Chairman of the Board of Intel Corporation Craig Barrett argued about the importance of keeping pace with the global economy at the Yale School of Management on Tuesday, responding to criticisms made last year by SOM Dean Jeffery Garten that Intel outsources high-level jobs.
Barrett’s 30-minute speech, presented as part of SOM’s ongoing Leaders Forum series, drew a packed audience in SOM’s General Motors room and was followed by a 45-minute question-and-answer period. The chairman addressed Garten’s article, “The High Tech Threat from China,” which ran in BusinessWeek Magazine in late January 2005 and singled out Intel as one of a number of Western companies speeding up China’s advancement by establishing huge research and development facilities there.
In his presentation, Barrett also focused on international competitiveness and its rise over the past decade, saying that his travels to up to 30 countries a year have provided him with insight on the rapid expansion of the global marketplace.
“In the last decade, we’ve seen the fall of the Iron Curtain and China’s entry to the global market,” Barrett said. “That means there are 3 billion more consumers and 3 billion more people who want jobs in established economies.”

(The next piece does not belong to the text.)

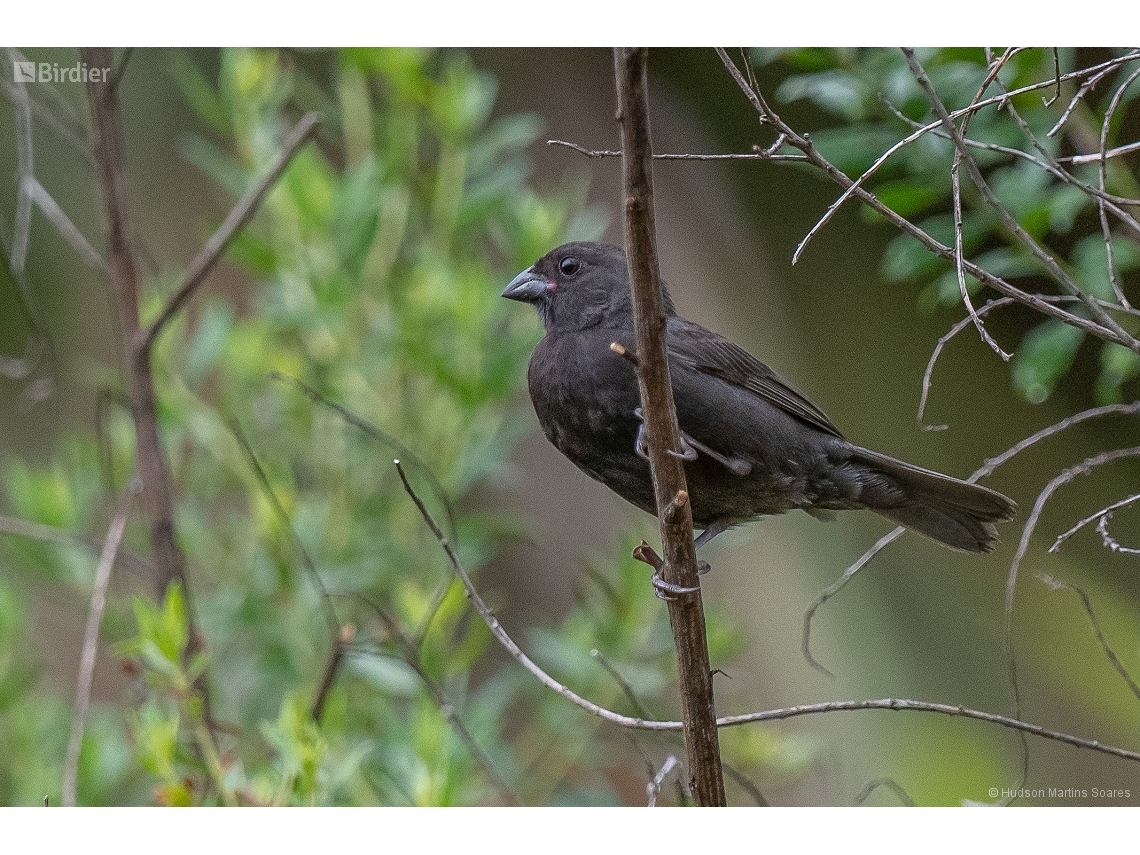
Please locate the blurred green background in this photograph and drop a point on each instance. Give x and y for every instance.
(373, 273)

Barrett spoke directly to criticisms in Garten’s piece, in which the dean argued that “U.S. companies are understandably seeking the best talent and lowest cost of operations anywhere, but in the process they are sharing America’s intellectual treasures with a foreign rival in unprecedented ways.”
Addressing SOM students, Barrett said that the question was not how to prevent outsourcing, but how to maintain America’s competitiveness in the international economy.
“The answer is to examine our education systems, create value by adding ideas generated through research and development, and creating an environment to support investment and education,” Barrett said. “Unless you maintain those three factors, you risk dislocation in this new economic order.”
Barrett said the United States has mixed success in each of the mentioned areas.
“K-12 performance on math and science in the U.S. is in the lowest 10 to 15 percent among the established economies,” Barrett said. “We also have one of the highest corporate tax rates in the world at about 35 percent because the U.S. looks at investment as a tax base, while other countries look at it as a means for the creation of jobs.”
School of Management professor Judith Chevalier said she enjoyed the general theme of Barrett’s talk, but would have liked to hear more details about specific initiatives that Intel has undertaken.
“He made a lot of points I agreed with about research and development and education being an important factor in developing economies,” Chevalier said. “There were points I would have liked him to talk more about at length. I would have loved hearing more about how teachers in developing nations are using computers and the Internet in the classroom.”
Abiodun Aina SOM ’06, one of several students who attended an informal lunch with Barrett following his presentation, said the chairman came across as a relaxed and open speaker.
“He seemed very thoughtful and very engaging,” Aina said. “He was comfortable with the issues we were discussing and obviously very well-informed.”
Barrett, who was elected to the Board of Directors of Intel in 1992, became president of the board in 1997 and chairman of the board in 2005.